Heather A. Dinich: Gary, like almost every other men's basketball coach in the country, was in Indianapolis. As for commenting on the women's success -- and I admit this is not the most "astute" response -- but what's he supposed to do, put out a press release? They're happy, I promise.

Ed, Washington: What a contrast between the men's and women's basketball programs! Gary seems constantly angry with his players, while Frese offers encouragement. Gary de-emphasizes recruiting, while Brenda sees recruiting as the path to success. Do you think Frese's philosophy will influence Gary?

Heather A. Dinich: Hahahaha. Is that a valid answer?

Texas Terp, Dallas: I'm already aware of Maryland's pursuit of Koufus, Sanchez and McClain for 2007, however, until any of them sign with the Terps, I cannot count them. Koufus is the No. 1 rated center in that class and Maryland is not the front-runner for him. Likewise for Sanchez, who's a forward. McClain is probably the most likely signee out of the three of them. As far as Gary's recent inability to recruit front line players (i.e., centers), Hassan Fofana was a top 10 center recruit. Changing subjects, it appears Vasquez's performance in the Charm City Classic was very impressive and, hopefully, was not an illusion. If true, perhaps he may provide the Terps with another scoring option next year. (I'm thinking a more complete version of Drew Nicholas as a freshman) I did not see Eric Hayes' line. Do you have any information on his performance? I was in Indianapolis, but according to the event's web site, here it is: 4 points, 3 assists, 3 turnovers, 24 minutes.

Heather A. Dinich: Here's what the Sun reported on it:

Vasquez and fellow Maryland recruit Eric Hayes (Potomac, Va.) traded off duties at point guard and shooting guard for Team USA in what could be a preview of the Terps' backcourt.

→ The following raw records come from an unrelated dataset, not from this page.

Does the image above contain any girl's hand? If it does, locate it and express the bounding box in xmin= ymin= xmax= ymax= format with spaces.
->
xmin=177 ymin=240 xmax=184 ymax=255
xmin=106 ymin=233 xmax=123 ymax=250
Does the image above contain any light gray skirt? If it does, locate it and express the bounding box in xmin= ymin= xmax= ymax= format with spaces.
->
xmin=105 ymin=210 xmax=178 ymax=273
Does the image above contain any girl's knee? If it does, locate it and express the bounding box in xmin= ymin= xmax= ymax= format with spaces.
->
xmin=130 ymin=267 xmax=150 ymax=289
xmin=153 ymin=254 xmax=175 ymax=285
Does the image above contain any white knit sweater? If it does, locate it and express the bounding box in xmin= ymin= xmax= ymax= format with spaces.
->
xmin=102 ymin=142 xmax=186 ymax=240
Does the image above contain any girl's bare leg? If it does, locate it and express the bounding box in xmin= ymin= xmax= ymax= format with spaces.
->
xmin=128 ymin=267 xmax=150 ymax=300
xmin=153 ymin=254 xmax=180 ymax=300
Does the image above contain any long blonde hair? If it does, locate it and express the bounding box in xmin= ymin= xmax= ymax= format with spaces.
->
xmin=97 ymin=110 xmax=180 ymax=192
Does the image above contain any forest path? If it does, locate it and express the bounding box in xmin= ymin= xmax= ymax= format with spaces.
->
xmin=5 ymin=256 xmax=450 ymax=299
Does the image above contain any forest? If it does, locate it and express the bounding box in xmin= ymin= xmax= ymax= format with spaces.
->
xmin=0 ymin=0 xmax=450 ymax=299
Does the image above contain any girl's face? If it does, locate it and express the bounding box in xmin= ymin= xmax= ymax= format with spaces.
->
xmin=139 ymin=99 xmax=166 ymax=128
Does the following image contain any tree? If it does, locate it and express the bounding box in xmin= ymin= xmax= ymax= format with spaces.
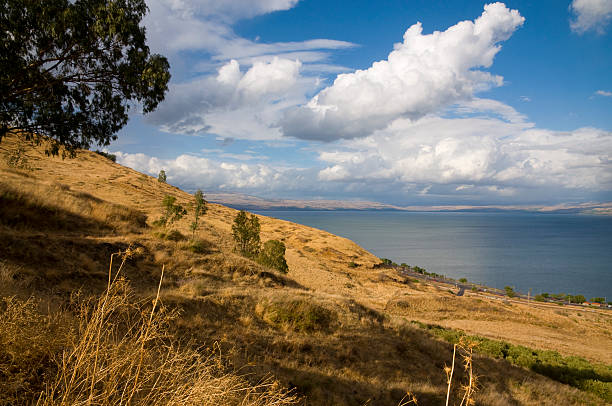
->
xmin=258 ymin=240 xmax=289 ymax=273
xmin=0 ymin=0 xmax=170 ymax=155
xmin=232 ymin=210 xmax=261 ymax=258
xmin=156 ymin=195 xmax=187 ymax=227
xmin=189 ymin=189 xmax=208 ymax=240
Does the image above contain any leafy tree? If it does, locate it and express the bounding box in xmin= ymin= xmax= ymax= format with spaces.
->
xmin=258 ymin=240 xmax=289 ymax=273
xmin=232 ymin=210 xmax=261 ymax=258
xmin=0 ymin=0 xmax=170 ymax=155
xmin=156 ymin=195 xmax=187 ymax=227
xmin=504 ymin=286 xmax=516 ymax=297
xmin=189 ymin=189 xmax=208 ymax=240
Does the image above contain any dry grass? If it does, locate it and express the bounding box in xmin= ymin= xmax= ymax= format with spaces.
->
xmin=0 ymin=249 xmax=297 ymax=406
xmin=0 ymin=138 xmax=612 ymax=406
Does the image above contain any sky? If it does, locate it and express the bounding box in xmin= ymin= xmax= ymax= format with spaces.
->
xmin=108 ymin=0 xmax=612 ymax=205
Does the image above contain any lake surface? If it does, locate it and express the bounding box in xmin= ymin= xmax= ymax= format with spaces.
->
xmin=257 ymin=210 xmax=612 ymax=300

"We're starting to get a feel for each other," Vasquez said of the 6-foot-3 Hayes, who averaged 21 points, eight rebounds and seven assists this year. "I can play point guard and he can play two guard or we can switch. It keeps the defense guessing."

Elijah, Baltimore: Thanks, I love your coverage of the Terps. But my question is dealing with the recruits that come to Maryland. Yes, some are good but none, I mean none, are what they should be coming from this state. Maryland produces some of the best recruits in the U.S. You can always usually find a connection to Maryland. I went to the Charm City All-Star game and the only one that showed me that should he should be on the team is Grievis.

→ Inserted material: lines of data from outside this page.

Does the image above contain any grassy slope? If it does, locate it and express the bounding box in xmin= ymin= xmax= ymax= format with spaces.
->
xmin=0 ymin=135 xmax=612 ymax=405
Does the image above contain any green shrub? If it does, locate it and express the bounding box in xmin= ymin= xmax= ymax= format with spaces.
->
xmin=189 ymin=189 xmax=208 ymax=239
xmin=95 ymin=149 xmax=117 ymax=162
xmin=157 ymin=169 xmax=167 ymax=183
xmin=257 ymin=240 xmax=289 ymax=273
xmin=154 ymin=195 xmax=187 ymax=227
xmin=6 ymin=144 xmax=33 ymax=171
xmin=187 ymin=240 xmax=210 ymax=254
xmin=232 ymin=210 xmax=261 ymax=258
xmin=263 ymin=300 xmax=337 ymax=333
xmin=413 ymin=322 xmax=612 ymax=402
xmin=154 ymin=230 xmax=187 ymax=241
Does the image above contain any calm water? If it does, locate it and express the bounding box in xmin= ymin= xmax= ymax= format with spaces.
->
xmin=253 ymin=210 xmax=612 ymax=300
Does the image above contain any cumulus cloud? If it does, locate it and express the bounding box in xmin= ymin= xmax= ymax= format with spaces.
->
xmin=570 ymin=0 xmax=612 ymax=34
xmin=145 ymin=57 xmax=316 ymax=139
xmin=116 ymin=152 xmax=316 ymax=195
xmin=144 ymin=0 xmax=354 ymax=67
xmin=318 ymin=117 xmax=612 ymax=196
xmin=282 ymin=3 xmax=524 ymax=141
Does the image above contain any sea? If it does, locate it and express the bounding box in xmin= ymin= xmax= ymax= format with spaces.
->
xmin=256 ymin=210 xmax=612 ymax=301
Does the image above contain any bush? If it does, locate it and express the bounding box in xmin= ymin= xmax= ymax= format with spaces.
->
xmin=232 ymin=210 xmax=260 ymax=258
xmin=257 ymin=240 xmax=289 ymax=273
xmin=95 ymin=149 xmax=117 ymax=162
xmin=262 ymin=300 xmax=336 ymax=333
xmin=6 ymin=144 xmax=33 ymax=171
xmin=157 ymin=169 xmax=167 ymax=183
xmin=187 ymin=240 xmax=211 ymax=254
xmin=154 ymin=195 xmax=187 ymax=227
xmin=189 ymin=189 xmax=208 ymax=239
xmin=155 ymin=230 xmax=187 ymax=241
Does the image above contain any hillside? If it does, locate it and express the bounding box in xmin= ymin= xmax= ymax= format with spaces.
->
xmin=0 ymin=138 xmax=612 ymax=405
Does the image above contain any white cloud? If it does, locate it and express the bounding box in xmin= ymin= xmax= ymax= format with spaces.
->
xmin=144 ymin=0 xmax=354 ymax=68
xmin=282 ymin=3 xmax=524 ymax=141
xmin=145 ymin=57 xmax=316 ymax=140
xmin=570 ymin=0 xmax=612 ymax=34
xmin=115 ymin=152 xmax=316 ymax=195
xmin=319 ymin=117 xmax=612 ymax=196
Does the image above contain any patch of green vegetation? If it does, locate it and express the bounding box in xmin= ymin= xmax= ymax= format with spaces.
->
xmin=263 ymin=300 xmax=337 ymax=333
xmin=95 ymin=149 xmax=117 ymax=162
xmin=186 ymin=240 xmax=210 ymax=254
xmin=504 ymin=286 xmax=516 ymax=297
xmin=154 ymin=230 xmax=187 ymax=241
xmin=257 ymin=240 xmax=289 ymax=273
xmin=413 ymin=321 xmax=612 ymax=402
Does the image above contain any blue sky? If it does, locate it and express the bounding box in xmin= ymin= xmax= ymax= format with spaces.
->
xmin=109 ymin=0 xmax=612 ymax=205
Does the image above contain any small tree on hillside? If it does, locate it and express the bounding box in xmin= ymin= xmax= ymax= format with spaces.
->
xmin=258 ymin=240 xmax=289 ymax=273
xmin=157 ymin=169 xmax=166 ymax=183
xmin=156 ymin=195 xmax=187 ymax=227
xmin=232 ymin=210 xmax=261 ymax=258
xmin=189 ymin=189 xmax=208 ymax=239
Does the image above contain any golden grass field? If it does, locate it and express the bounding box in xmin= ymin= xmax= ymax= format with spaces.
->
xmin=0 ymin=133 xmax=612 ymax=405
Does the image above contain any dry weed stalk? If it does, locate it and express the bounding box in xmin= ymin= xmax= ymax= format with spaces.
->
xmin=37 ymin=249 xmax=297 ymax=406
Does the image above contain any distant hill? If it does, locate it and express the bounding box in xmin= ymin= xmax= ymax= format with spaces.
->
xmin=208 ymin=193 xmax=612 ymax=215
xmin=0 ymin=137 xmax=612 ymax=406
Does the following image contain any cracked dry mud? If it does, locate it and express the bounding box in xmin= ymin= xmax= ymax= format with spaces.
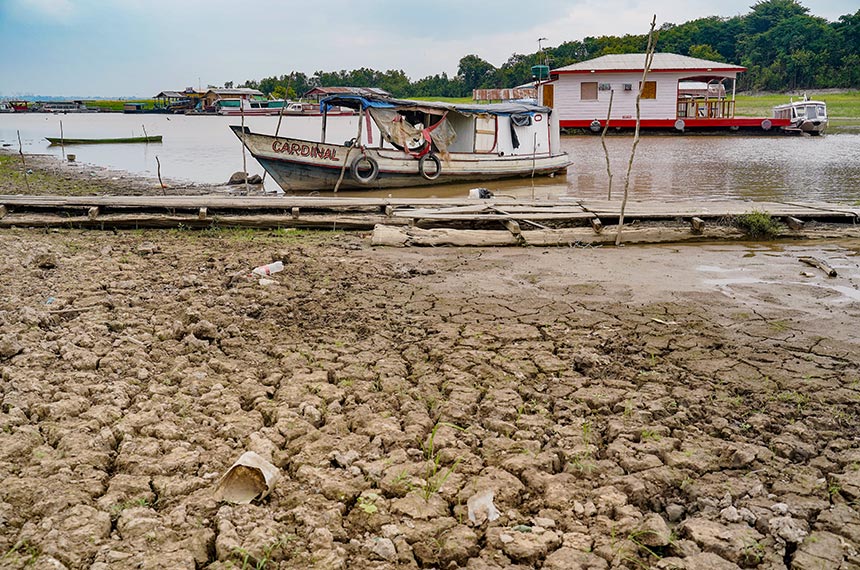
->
xmin=0 ymin=230 xmax=860 ymax=570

Heather A. Dinich: Some kids play better in that kind of setting, but overall with the recruits coming next year, the staff is happy, and they needed Hayes at point guard. They should all be able to contribute right away and the coaches are equally as excited about their character.

Henry, Annapolis: I would like to know if Maryland is the only Division I school to have won both the men's and women's basketball championships and also the football championship. Wouldn't it be great if we can lay claim to that accomplishment?

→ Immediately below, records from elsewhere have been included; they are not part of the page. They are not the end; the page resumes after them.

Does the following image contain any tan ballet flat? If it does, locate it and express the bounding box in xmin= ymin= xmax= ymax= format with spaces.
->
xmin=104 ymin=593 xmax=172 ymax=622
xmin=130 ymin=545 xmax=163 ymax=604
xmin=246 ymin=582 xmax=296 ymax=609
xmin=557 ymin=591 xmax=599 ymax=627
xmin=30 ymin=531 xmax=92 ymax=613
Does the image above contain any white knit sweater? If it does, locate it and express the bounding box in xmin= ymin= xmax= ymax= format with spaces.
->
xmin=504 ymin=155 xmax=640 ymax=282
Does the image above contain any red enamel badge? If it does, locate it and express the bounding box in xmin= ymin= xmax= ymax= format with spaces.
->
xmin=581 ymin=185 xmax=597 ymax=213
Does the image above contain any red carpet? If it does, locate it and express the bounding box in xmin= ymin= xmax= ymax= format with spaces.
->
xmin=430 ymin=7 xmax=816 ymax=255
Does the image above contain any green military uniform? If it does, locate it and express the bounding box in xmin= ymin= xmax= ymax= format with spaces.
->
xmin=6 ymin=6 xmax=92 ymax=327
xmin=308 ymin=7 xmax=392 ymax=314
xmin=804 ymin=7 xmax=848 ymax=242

Heather A. Dinich: Ah, a fellow Annapolitan! Great question. I called the statistics department at the NCAA, and Jeff Williams was on top of his game. The short answer is yes, it would be quite an accomplishment, and actually, from what Jeff found, the Terps are in very elite company: It boils down to Stanford and Maryland, but it's a little more complicated.

Here is Jeff's breakdown of it:

In the 25 years of the NCAA Division I women's championship, there have been only 13 different champions, which significantly reduces the pool of possible teams.

Only four of those 13 (Stanford, North Carolina, Connecticut, and Maryland) have won NCAA national championships in men's basketball.

Again football (in Division I-A) is different than all other sports. The NCAA does not sponsor a championship in Division I-A football. Our record book does list a number of different publications or organizations that have sponsored polls or named national champions over the years. While some of these are more widely recognized, no one in I-A can accurately claim an NCAA national championship.

With that said, I [Jeff] have found football championships for Stanford (1926 and 1940) and Maryland (1951 and 1953).

Steve, Richardson, Texas: Regarding the 2005-06 basketball campaign, I did notice one small improvement in the effort during the season. Specifically, I noticed that players stopped showboating after every made shot and focused instead on getting back to defense quicker with less chest pounding. Was I dreaming that there was a difference in that regard or was this an issue that the coaches talked to the players about during the season?

Heather A. Dinich: Well, um, I'm not so sure it was necessarily that as it was there wasn't that much to showboat about. And there was chest pounding. (I have a tendency to look for that kind of stuff, and scribble it in my notebook).